Assim que deu de costas, Kain suspirou.
— Seu irmão disse que você faria isso, mas não há escolha aqui. Seu pai está decidido que todos seus filhos irão se casar, inclusive você.
Martin virou na hora.
— Não, não. Isso não. Eu, casando? Meu pai é louco. Eu assinei um termo para minha mãe anos atrás.
— Ele revogou esse acordo com a senhora sua mãe, Martin. Precisa voltar, pelo bem da família Crons. — É agora. — Ou pode fazer o favor que ele pediu.
Martin não se moveu.
— E qual seria?
— Seu pai alega que o acordo dos Baker com a Ordem dos Magos está inteiramente desequilibrado.
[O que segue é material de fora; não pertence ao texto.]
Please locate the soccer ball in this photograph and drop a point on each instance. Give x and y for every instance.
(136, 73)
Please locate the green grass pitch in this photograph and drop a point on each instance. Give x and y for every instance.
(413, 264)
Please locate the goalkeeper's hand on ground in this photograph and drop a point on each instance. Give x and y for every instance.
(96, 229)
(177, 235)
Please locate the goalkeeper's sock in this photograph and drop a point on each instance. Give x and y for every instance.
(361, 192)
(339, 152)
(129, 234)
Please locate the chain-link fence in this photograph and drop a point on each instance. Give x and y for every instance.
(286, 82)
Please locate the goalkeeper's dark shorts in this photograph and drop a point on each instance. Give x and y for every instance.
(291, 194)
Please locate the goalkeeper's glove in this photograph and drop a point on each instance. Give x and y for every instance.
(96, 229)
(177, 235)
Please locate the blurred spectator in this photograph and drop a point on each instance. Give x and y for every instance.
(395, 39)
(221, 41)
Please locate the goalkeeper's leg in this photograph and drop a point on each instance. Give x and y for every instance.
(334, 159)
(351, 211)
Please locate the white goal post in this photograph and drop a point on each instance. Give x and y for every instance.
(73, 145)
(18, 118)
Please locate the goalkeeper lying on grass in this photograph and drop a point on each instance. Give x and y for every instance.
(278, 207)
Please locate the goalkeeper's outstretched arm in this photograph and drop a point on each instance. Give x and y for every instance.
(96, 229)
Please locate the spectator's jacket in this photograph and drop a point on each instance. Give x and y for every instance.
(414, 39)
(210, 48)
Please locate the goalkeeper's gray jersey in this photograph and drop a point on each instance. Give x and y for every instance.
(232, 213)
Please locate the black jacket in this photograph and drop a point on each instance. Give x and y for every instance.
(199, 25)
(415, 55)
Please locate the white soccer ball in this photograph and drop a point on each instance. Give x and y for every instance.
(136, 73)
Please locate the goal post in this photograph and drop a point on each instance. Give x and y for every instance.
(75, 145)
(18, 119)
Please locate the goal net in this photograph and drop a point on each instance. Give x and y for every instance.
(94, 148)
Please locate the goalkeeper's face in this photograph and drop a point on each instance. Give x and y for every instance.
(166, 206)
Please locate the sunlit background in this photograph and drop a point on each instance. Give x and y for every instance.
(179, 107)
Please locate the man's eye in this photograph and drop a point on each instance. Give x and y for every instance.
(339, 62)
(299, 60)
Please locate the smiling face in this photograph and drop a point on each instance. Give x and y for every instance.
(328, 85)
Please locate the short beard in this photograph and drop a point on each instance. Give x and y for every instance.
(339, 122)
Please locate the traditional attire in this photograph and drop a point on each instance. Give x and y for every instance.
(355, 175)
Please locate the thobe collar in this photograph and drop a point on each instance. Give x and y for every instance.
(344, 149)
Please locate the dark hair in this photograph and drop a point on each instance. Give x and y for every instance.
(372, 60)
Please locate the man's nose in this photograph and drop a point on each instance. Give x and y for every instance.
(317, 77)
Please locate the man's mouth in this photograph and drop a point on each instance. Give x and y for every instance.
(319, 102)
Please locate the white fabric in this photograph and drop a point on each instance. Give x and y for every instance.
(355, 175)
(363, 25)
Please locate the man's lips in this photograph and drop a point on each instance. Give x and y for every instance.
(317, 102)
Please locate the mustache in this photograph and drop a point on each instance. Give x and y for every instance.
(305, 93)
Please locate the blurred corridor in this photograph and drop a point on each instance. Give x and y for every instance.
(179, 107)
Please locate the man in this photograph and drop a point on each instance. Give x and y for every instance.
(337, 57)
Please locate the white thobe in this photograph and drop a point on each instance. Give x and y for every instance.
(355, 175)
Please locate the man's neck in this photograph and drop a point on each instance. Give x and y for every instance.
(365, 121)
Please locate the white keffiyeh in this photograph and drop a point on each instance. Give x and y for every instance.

A maior ameaça que temos hoje é de uma família que possuí terras, tesouro e influência nas famílias nobres que não sejam parte das famílias nobres.
Martin continuou olhando pra eles.
— E o que eu tenho a ver com isso?
— Existem… métodos, Martin. Queremos saber como os Baker estão trabalhando e como conseguiram se erguer. Se disser ao seu pai, o acordo ainda irá prevalecer.
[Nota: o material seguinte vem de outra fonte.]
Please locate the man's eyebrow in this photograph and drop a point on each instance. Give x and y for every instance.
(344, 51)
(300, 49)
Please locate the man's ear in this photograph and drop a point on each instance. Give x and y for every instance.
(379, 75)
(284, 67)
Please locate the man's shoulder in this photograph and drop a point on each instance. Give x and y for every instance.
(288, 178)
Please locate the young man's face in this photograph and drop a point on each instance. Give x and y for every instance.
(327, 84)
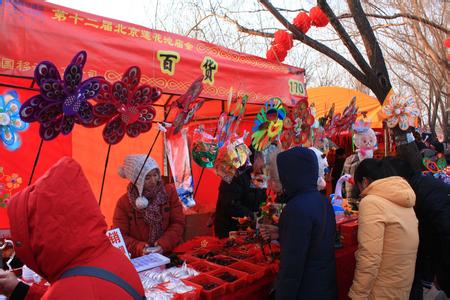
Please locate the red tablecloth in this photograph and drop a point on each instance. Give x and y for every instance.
(345, 267)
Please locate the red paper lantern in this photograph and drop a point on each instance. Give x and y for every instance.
(282, 37)
(276, 53)
(447, 43)
(280, 51)
(270, 55)
(318, 17)
(303, 22)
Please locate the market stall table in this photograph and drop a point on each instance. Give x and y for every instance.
(206, 254)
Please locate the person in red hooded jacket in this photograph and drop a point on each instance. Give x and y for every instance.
(57, 227)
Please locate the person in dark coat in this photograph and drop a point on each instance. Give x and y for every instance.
(240, 198)
(307, 231)
(433, 212)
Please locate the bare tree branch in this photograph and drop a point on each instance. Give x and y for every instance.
(298, 35)
(373, 50)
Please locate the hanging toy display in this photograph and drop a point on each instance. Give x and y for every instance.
(268, 124)
(232, 156)
(401, 112)
(229, 123)
(10, 122)
(297, 125)
(323, 168)
(61, 102)
(8, 183)
(180, 164)
(188, 105)
(437, 167)
(125, 107)
(340, 123)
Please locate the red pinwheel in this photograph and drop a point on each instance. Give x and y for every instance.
(188, 105)
(342, 122)
(125, 107)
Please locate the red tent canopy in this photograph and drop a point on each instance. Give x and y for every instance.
(32, 31)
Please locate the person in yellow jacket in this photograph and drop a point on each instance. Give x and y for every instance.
(387, 234)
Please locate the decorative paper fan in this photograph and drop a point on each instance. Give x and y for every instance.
(204, 148)
(229, 123)
(10, 122)
(297, 126)
(230, 158)
(125, 106)
(61, 102)
(400, 111)
(8, 183)
(268, 124)
(344, 121)
(188, 105)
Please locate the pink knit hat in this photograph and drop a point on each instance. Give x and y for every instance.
(130, 170)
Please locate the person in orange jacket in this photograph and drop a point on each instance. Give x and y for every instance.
(150, 215)
(387, 235)
(59, 232)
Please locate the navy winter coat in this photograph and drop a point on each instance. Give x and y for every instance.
(307, 231)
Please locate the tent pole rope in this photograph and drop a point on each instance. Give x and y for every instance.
(104, 175)
(203, 168)
(151, 148)
(36, 161)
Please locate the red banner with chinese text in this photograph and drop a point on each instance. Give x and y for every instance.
(32, 31)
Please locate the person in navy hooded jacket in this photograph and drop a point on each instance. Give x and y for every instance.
(307, 231)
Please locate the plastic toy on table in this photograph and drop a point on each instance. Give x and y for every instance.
(149, 261)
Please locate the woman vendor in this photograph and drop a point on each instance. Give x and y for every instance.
(150, 214)
(240, 198)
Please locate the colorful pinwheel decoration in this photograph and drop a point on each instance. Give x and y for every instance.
(339, 123)
(229, 122)
(61, 102)
(125, 107)
(400, 111)
(268, 124)
(297, 126)
(188, 105)
(8, 183)
(437, 167)
(10, 122)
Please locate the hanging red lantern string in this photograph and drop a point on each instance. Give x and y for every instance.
(283, 38)
(318, 17)
(303, 22)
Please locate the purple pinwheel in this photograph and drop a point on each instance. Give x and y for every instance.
(61, 102)
(125, 107)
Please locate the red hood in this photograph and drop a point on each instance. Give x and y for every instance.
(56, 222)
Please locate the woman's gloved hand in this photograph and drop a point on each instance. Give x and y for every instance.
(148, 249)
(8, 282)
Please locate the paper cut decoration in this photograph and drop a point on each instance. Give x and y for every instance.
(125, 107)
(10, 122)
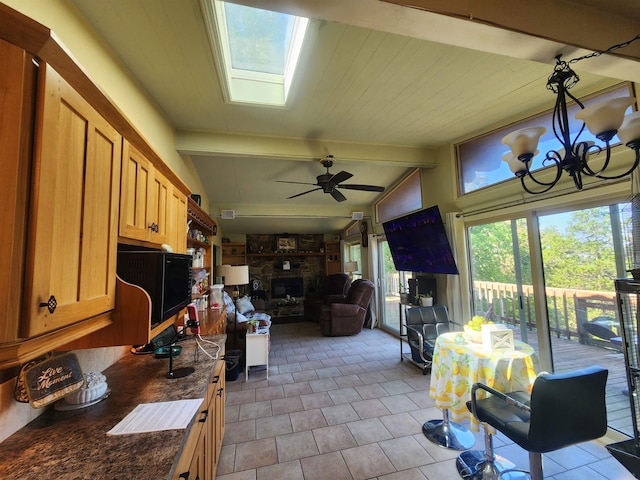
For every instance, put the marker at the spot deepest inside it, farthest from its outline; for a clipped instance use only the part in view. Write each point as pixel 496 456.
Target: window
pixel 480 159
pixel 404 198
pixel 257 51
pixel 582 252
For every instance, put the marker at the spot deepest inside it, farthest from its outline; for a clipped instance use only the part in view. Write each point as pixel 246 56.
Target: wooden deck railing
pixel 568 308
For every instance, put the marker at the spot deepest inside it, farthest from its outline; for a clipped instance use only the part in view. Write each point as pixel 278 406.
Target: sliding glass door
pixel 501 275
pixel 582 251
pixel 390 283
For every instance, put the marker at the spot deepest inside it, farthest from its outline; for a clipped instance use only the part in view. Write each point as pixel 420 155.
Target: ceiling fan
pixel 329 183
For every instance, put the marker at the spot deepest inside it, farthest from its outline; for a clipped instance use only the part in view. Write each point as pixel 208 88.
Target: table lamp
pixel 236 275
pixel 221 271
pixel 350 267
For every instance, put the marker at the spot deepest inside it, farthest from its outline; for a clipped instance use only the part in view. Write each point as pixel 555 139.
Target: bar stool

— Vocês sabem o que acabaram de falar pra mim? — O rosto dele ainda era indiferente. — Os Baker me acolheram como um deles, sabiam? Sou um membro honorário de maior grau, estou em todas as reuniões, tomo conta de suas defesas, eu ajudo o Imperador Nero e o Rei Dragão. Querem que eu traia essa gente por causa de um acordo de casamento? Acham que sou tão burro assim?
Um dos homens se aproximou de Kain e sussurrou:
— Senhor, ele não é o mesmo. Temos que usar a outra tática.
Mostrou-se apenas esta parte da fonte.